Make a commitment to log as accurately as possible for 2 weeks. Seeing it in front of you will help you come up with a plan that will work for you.
I am not an expert but what I believe is if you have a decent amount to lose don't worry as much about the macros and just focus on the calories. If you need some treats to get you through, just make room for them. I have made it halfway to my goal and really am not eating all that great (clif bars and fiber one bars, eat out once or twice a week).

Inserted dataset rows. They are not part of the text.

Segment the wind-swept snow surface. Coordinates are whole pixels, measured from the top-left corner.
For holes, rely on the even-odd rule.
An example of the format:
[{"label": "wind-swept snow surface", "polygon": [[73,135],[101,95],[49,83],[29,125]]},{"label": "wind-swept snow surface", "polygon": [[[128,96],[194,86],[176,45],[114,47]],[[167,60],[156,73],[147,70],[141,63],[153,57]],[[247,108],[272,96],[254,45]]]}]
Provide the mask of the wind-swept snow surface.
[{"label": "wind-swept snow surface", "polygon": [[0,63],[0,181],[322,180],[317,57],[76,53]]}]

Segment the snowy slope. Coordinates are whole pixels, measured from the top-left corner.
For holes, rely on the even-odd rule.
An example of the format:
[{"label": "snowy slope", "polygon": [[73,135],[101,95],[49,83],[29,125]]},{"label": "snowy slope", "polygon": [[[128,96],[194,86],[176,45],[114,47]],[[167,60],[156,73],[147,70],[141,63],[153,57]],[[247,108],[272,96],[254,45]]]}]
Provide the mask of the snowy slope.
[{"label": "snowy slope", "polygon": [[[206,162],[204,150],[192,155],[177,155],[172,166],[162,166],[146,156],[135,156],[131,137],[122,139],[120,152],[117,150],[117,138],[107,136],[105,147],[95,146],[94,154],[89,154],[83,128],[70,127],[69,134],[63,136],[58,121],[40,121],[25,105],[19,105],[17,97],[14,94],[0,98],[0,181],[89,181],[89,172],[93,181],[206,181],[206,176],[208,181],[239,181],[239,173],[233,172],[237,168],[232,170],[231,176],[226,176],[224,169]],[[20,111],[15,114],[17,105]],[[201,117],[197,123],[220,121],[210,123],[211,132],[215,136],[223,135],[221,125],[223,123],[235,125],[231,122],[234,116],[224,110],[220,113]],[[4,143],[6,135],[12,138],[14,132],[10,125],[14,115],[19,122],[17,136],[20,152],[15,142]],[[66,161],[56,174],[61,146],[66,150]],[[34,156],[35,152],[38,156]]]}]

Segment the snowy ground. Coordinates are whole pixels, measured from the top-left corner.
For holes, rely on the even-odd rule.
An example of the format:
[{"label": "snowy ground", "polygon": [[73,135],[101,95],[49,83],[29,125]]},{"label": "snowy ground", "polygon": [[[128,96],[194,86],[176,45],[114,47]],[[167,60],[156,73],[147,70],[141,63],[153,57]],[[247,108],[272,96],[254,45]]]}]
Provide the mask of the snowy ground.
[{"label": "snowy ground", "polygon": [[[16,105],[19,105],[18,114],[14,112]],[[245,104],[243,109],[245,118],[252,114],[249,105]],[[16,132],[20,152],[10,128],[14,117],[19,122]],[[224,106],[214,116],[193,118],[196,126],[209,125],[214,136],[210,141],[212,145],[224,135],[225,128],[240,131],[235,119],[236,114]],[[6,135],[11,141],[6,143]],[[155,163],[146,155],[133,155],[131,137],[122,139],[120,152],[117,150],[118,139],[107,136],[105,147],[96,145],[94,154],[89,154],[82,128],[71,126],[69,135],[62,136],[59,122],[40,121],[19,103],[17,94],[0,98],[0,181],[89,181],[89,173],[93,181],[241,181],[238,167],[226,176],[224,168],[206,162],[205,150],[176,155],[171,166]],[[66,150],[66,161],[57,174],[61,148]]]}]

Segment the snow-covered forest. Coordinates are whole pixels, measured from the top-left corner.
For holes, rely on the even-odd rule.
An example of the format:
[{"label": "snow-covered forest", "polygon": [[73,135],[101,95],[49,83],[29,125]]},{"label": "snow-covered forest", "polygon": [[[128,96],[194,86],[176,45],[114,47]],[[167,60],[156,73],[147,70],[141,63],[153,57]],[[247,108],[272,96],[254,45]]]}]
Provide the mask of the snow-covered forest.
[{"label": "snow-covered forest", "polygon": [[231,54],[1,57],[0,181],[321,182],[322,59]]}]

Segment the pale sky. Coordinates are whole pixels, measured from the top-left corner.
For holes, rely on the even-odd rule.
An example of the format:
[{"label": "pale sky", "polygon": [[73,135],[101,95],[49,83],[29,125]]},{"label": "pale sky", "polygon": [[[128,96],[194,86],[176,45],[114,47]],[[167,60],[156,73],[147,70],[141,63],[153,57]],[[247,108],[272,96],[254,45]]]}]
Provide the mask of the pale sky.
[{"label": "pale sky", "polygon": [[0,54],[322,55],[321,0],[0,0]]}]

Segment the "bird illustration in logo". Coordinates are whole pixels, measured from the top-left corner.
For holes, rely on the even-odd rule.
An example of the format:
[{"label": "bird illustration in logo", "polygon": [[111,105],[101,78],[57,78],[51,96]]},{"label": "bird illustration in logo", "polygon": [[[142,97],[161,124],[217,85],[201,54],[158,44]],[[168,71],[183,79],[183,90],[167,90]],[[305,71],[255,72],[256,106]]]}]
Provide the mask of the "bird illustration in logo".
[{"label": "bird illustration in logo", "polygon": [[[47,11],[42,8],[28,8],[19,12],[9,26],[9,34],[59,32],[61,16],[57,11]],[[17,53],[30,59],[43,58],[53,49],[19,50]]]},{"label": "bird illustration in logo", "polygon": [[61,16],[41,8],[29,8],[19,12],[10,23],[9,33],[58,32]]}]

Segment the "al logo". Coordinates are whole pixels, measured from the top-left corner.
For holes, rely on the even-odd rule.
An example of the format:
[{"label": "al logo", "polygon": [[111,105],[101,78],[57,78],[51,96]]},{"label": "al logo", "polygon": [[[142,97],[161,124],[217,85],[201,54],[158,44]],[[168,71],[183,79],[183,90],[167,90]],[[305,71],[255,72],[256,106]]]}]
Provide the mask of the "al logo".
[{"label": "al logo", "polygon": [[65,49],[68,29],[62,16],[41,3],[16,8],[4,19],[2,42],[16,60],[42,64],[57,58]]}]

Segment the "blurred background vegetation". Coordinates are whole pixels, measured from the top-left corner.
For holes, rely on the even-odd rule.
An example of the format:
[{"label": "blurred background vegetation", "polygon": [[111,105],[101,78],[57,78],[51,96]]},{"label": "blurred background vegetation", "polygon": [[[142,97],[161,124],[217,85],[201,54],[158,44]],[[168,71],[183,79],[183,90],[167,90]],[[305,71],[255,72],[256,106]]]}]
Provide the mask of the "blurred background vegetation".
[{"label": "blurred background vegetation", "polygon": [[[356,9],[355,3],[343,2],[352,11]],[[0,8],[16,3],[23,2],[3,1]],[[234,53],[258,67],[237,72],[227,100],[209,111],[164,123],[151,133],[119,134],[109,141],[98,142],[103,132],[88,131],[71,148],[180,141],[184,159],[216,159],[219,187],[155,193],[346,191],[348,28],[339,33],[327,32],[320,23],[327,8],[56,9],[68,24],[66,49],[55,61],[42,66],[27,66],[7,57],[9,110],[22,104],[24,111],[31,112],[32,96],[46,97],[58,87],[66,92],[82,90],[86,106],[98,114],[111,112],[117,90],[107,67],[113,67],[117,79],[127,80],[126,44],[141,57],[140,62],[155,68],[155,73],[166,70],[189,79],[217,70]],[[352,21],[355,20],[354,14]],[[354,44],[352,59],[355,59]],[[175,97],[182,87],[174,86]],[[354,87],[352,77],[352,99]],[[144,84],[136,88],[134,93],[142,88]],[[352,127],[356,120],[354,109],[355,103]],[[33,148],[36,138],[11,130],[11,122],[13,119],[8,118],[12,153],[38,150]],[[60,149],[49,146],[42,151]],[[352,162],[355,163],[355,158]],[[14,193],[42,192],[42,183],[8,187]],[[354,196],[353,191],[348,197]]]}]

As I get closer to my goal weight I know I am going to have to do better to continue to lose.
If you are going to have a treat, log it ahead of time and build the rest of your days eating around that. If you go over some days, don't get discouraged. Stick with it. You can do it.0 -
You're right, the beginning is the hardest part. It will get easier as it becomes habit. Don't throw in the towel if you have slip ups now and again - that's to be expected, especially in the beginning. Just don't let the slip ups become habit and you'll be okay.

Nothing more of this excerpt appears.